A possible federal crackdown presents another risk to Nevada buyers in the safety of both the buying experience and the quality product. Instead of shopping for highly regulated and tested marijuana products from licensed dispensaries, pot purchases would again come from the street corner, nightclub or a local dealer’s residence or vehicle.
Illegal pot is also free of state-mandated laboratory testing, meaning the quality is unpredictable.
“Even many black-market buyers moved to the legal industry because the marijuana is tested,” Durrett said.
An illegal dealer we will call “Joe” is one such Las Vegan who could benefit from a federal marijuana crackdown. Joe was once a thriving black market entrepreneur who distributed dozens of marijuana bags a week from the northwest valley to locals and tourists alike.
Operating on digital marketplaces from Craigslist to Instagram, Whisper and even gay dating app Grindr to market his product, he also thrived by word of mouth for local buyers.
Joe, 28, declined to say whether he had ties to any gangs, but he offered that gangs, marijuana and cartel connections are “usually one in the same.”
“If you market it the right way and get that exposure, you can do well,” Joe said. “It was a good life.”
Joe’s clientele slipped from nearly 30 to single digits in July 2017 when recreational marijuana sales began in Nevada. His income has decreased so drastically that he has recently started looking for a part-time job.
While weed is legal in many states now, including Nevada, federal law still considers it a crime.
Sessions on Jan. 4 rescinded Obama-era Department of Justice rules that protected states’ rights to operate legal weed industries under conditions that marijuana wouldn’t fall into the hands of minors, criminals and those driving motor vehicles.
Now, DOJ officials have one less obstacle in their way of shutting down legal marijuana. Sessions in a Jan. 4 letter to U.S. attorneys in pot-legal states directed them to follow pre-Obama-era policy to prosecute laws regarding marijuana, which he described as “a dangerous drug.”
Sessions’ directive in Nevada falls in the hands of interim U.S. Attorney Dayle Elieson, who was appointed on Jan. 5 to replace interim U.S. Attorney Stephen Myhre. Elieson’s office declined comment through a spokeswoman.
Another Las Vegas area black market pot dealer said he hoped new marijuana users who tried pot while it was legal in Nevada could mean additional clientele for his illegal businesses. That’s adding to the former customers he’d also expect to return.

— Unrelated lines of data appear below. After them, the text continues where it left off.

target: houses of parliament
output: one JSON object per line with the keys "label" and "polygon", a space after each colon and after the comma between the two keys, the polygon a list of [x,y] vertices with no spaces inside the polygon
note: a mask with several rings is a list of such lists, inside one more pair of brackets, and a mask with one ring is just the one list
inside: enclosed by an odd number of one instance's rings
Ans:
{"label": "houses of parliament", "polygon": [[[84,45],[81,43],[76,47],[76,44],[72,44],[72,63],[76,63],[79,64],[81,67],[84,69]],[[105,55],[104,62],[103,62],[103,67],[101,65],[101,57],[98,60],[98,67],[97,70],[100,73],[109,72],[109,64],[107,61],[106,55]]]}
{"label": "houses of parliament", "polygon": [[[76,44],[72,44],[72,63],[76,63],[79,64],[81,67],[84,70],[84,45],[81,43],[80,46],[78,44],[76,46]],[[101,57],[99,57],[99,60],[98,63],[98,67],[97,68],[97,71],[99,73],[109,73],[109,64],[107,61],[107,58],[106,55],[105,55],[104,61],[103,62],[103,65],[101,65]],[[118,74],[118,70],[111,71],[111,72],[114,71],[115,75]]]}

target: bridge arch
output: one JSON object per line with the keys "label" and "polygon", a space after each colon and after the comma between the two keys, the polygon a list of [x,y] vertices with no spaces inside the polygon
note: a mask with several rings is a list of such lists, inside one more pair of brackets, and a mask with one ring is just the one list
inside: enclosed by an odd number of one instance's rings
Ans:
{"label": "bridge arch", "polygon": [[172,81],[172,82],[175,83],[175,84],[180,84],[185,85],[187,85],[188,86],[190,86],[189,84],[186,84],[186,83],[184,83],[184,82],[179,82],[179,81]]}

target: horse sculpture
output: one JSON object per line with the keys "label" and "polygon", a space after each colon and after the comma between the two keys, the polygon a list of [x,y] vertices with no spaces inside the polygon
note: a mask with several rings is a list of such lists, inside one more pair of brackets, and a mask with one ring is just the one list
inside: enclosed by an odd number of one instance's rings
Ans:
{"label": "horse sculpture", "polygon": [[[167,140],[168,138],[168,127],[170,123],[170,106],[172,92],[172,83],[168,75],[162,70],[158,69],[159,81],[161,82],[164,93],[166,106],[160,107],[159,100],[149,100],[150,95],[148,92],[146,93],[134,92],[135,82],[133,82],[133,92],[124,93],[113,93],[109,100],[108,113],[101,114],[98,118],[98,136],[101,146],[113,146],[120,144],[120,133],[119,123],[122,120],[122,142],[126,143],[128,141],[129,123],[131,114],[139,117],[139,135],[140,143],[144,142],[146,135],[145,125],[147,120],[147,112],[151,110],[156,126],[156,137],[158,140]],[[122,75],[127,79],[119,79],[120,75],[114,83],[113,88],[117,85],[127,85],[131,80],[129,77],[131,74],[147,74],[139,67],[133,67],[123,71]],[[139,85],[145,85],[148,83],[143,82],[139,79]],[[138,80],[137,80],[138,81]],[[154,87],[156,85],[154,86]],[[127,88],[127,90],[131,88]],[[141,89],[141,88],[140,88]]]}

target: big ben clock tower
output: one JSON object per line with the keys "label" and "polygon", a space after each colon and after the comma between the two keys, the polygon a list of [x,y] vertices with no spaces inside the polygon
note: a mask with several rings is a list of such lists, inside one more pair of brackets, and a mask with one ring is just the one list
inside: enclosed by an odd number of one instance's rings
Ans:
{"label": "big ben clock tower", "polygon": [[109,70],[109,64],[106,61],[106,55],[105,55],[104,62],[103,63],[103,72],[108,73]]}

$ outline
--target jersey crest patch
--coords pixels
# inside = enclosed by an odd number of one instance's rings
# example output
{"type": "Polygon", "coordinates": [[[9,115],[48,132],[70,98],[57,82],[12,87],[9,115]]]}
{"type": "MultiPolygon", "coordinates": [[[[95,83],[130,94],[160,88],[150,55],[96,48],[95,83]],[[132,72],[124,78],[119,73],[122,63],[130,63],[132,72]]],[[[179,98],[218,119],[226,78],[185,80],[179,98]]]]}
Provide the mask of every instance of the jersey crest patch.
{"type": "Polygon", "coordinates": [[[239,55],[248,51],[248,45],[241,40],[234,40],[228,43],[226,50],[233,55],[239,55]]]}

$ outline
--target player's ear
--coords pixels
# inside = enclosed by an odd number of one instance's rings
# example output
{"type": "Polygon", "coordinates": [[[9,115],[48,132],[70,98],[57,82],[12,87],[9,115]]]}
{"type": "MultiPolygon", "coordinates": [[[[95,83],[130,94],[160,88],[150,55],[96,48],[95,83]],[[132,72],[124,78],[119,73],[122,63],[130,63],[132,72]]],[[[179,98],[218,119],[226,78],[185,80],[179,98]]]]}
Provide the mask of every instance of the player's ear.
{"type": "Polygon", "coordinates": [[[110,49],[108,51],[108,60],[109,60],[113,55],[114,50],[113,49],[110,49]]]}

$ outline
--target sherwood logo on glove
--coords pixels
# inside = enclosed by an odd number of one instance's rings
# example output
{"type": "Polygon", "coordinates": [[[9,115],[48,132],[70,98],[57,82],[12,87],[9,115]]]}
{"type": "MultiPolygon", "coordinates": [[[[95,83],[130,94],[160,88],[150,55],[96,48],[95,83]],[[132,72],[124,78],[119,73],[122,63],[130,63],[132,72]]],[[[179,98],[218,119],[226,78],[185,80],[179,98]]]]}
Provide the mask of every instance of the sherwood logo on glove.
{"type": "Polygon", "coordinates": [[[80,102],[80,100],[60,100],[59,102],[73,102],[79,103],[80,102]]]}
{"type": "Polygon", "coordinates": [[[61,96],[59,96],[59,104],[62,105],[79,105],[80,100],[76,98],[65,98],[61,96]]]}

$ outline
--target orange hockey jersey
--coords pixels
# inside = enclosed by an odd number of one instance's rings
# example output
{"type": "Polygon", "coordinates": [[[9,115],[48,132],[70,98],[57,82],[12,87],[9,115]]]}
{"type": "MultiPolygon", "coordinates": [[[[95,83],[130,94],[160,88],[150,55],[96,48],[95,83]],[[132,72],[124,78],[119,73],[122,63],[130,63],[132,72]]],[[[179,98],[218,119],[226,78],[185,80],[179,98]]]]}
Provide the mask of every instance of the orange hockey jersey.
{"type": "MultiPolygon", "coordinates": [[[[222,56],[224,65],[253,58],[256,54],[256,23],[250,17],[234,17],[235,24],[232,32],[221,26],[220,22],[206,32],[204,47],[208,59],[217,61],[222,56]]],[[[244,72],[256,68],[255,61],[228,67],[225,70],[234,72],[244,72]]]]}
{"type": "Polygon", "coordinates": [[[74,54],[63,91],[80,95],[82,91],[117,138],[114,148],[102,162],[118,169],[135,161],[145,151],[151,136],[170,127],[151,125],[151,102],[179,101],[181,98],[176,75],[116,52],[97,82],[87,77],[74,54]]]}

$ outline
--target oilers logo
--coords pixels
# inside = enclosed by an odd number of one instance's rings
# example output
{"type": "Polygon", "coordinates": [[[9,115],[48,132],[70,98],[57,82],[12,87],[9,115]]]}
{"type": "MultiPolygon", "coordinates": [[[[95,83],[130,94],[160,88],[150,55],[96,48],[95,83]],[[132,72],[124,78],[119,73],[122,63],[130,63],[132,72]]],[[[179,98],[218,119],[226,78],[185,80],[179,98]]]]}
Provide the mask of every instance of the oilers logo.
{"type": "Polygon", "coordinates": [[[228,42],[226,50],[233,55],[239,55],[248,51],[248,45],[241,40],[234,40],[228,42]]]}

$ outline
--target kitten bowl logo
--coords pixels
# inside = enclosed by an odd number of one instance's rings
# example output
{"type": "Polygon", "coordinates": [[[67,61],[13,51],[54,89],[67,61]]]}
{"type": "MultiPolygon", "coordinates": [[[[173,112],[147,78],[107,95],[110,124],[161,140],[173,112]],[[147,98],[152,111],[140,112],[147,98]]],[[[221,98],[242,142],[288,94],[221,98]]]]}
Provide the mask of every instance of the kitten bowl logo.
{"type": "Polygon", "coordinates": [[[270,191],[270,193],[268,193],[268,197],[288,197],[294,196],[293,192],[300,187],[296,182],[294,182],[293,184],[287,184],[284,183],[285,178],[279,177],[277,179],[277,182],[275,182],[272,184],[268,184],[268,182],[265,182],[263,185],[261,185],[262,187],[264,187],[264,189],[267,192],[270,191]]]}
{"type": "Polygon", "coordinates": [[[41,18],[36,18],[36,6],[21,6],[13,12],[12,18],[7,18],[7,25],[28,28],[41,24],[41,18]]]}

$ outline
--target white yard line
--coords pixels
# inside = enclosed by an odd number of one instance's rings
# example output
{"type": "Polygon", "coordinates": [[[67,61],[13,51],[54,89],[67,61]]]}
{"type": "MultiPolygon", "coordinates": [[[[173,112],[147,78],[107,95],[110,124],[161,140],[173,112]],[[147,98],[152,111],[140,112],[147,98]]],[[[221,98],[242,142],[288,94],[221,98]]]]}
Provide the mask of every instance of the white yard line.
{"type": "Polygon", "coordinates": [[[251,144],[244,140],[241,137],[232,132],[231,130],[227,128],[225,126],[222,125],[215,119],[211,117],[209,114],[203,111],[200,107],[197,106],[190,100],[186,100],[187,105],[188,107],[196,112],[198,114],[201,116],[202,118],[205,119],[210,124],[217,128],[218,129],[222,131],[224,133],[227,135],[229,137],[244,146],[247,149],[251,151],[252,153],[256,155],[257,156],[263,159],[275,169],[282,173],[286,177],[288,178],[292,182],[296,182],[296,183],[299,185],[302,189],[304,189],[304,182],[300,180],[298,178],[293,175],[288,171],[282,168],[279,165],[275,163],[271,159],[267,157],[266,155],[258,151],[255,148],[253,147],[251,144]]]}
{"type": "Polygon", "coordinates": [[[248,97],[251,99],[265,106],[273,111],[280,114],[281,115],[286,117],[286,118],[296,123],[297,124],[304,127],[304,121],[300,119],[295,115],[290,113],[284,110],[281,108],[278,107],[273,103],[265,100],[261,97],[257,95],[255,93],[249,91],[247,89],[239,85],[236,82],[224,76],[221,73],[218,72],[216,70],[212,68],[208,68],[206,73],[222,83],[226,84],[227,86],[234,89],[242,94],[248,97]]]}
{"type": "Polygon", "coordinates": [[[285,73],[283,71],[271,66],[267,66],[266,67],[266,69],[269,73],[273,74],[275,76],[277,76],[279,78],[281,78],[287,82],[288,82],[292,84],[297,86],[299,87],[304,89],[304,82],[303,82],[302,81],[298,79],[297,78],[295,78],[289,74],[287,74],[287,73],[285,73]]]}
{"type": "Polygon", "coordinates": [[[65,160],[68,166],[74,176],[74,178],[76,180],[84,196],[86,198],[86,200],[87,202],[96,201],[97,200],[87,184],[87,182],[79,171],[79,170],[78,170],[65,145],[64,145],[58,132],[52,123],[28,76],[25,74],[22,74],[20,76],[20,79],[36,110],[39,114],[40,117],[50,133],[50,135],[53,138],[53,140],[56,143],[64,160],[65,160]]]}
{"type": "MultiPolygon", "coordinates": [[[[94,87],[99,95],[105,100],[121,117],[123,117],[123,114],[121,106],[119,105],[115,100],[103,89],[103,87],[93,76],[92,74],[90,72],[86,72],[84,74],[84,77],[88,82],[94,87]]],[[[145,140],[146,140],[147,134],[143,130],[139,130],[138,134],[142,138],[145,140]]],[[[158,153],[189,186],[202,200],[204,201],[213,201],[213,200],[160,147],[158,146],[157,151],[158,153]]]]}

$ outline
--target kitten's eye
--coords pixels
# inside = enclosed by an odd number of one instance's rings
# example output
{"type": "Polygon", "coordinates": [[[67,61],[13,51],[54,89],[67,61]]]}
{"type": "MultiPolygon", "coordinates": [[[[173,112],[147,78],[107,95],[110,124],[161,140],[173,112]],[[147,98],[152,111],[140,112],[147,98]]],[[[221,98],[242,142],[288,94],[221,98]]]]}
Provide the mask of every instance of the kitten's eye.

In the event of a federal crackdown the dealer said, “I’d let (customers) know I’m still around. They know where to find me.”
Both illegal dealers indicated they sold most flower at $30 to $50 per eighth of an ounce. They said they would not expect their prices to change. Most dispensaries offer recreational eighths from $45 to $70 after tax.
UNLV law professor David Orentlicher, who has studied marijuana law for more than a decade, said in the most likely scenario federal agents would first shut down state-sanctioned recreational marijuana outlets before going after medical marijuana businesses. Either scenario would help the black market re-emerge as a primary source for pot buyers, he said.
“A lot will depend on how aggressive the feds are and whether they choose to prosecute large-scale,” Orentlicher said. “But there’s clearly going to be a change.”
Special Agent Melvin Patterson of the U.S. Drug Enforcement Administration said raids of marijuana businesses would include a detailed process of conducting a background check on owners, running surveillance videos at their businesses and homes and obtaining a search warrant. With enough probable cause, federal agents would then raid the marijuana facilities, seize the inventory and arrest those involved in the business.
But DEA spokeswoman Barbara Carreno added any prospective federal raids “will take a while to sort out.”
If and when that happens, cartels, gangs and dealers — not regulated dispensaries — will be Nevada’s source for marijuana.
“I just hope I have enough for everybody coming back,” Joe said.
Editor’s note: Brian Greenspun, the CEO, publisher and editor of the Las Vegas Sun, has an ownership interest in Essence Cannabis Dispensary.